CELS is great and everything. Getting 3 grand of our parents’ money back from the college to fund internships, smart idea. Having a center that teaches you how to not be an asshole in an interview, certainly helpful if you have the potential of being an asshole in an interview. Having one that connects you up to the Alums that will help you into industries, genuinely valuable. But CELS is the only center that prepares us for life after college in any significant way, and it consists of seven women working in a gingerbread house. Conn has that prototypical Liberal Arts fear of pre-professional majors. I mostly agree with it.
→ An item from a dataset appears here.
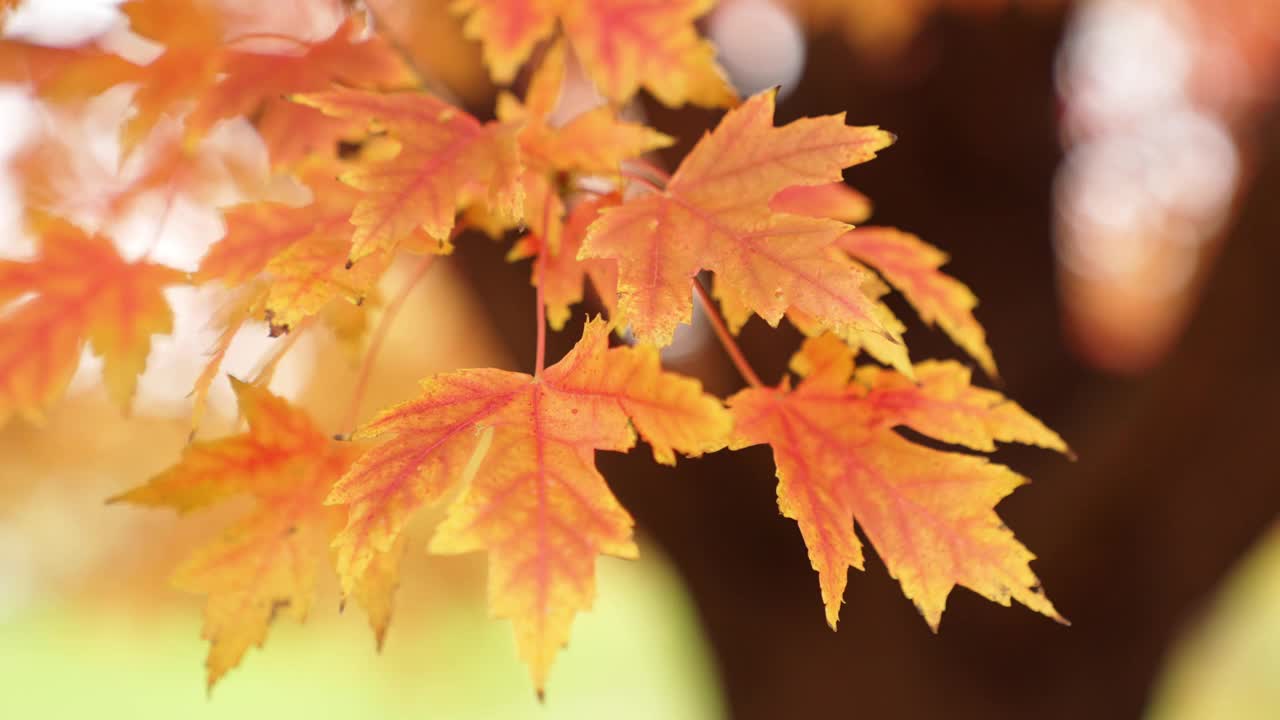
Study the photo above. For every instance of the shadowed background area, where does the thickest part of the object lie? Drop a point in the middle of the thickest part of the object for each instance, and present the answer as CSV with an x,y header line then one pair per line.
x,y
1175,478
Majors like Journalism and Accounting and Mechanical Engineering do give you a narrow track that often throws theory and history and Big Picture Thinking by the wayside. (That said, we don’t have effective resources for things like Media Studies and Graphic Design, pre-professionalsounding subjects that are actually just too relevant for our traditional curriculum and mindset to know what to do with. Allison de Fren, our New Media scholar, just reached the end of her 2-year postdoc fellowship. We now have nobody who specializes in the history or cultural impact of media – let alone digital media! – on the Connecticut College faculty. But this is a subject for another day.)
What we need are centers, or at least officially appointed advisors, for all of the pre-professional paths we don’t offer. This has been put in place for Law and PreMed. Why don’t we have a business center? What if, upon leaving college, we have a great idea for a start up business? Shouldn’t we have some sort of department or presence that brainstorms with and encourages us to put those ideas into action? That tells us what microloans are and how to estimate costs and come up with a business model? Isn’t that what liberal arts is? It’s what it should be. Taking a broad view of the world, and making it applicable. We shouldn’t be expected to go on to Grad school to learn how to do that, and Math of Money sure isn’t teaching us anything but how to most effectively use a class as a study hall.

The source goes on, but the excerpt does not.